The prompt is not an argument because Pydantic models containing type[BaseModel] fields cannot be serialised over the message broker. Set your prompt on the kit’s default_prompt at construction time.

ingest_document(path, **metadata)[source]

Enqueue a background RAG document-ingestion task.

The full read → chunk → process → embed → store pipeline runs in a Celery worker. Your web request returns immediately with an AsyncResult whose .id you can poll later.

Parameters:

path (str) – Absolute or relative path to the file to ingest. The string is passed as-is to ingest().
**metadata (Any) – Extra key-value metadata merged into every chunk’s ChunkMetadata.extra.

Return type:

Any

Returns:

celery.result.AsyncResult

Raises:

RuntimeError – If rag was not provided to RactoCeleryWorker.

parallel_batch(items, *, temperature=0.0, max_tokens=4096)[source]

Fan a list of items out to the worker pool in parallel.

Uses Celery group() so all tasks are submitted at once and run concurrently across available workers.

Parameters:

items (list[BatchItem]) – A list of BatchItem objects. Each item’s user_message becomes one generation task.
temperature (float) – Shared sampling temperature for all items.
max_tokens (int) – Shared max-tokens limit for all items.

Return type:

Any

Returns:

celery.result.GroupResult – Call wait_parallel() to block until all tasks finish, or iterate .results for individual AsyncResult objects.

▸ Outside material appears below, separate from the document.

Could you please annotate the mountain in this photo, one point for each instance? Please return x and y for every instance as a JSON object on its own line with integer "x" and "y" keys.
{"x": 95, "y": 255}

get_result(task_id)[source]

Return the current state of a task without blocking.

Parameters:: task_id (str) – The UUID returned by generate(), ingest_document(), or the .id attribute of an AsyncResult.
Return type:: TaskResult
Returns:: TaskResult – status will be PENDING if the task has not started yet.

wait(task_id, *, timeout_s=None)[source]

Block until a task completes (or times out) and return its result.

Parameters:

task_id (str) – The task UUID from generate() or ingest_document().
timeout_s (float | None) – Maximum seconds to wait. None = wait indefinitely.

Return type:

TaskResult

Returns:

TaskResult – result.ok is True on success; result.error is set on failure or timeout.

wait_parallel(group_result, *, timeout_s=None)[source]

Block until all tasks from parallel_batch() complete.

Parameters:

group_result (Any) – The celery.result.GroupResult returned by parallel_batch().
timeout_s (float | None) – Maximum seconds to wait for the entire group. None = wait indefinitely.

Return type:

list[TaskResult]

Returns:

list[TaskResult] – One TaskResult per item, in submission order. Inspect each .ok / .error individually.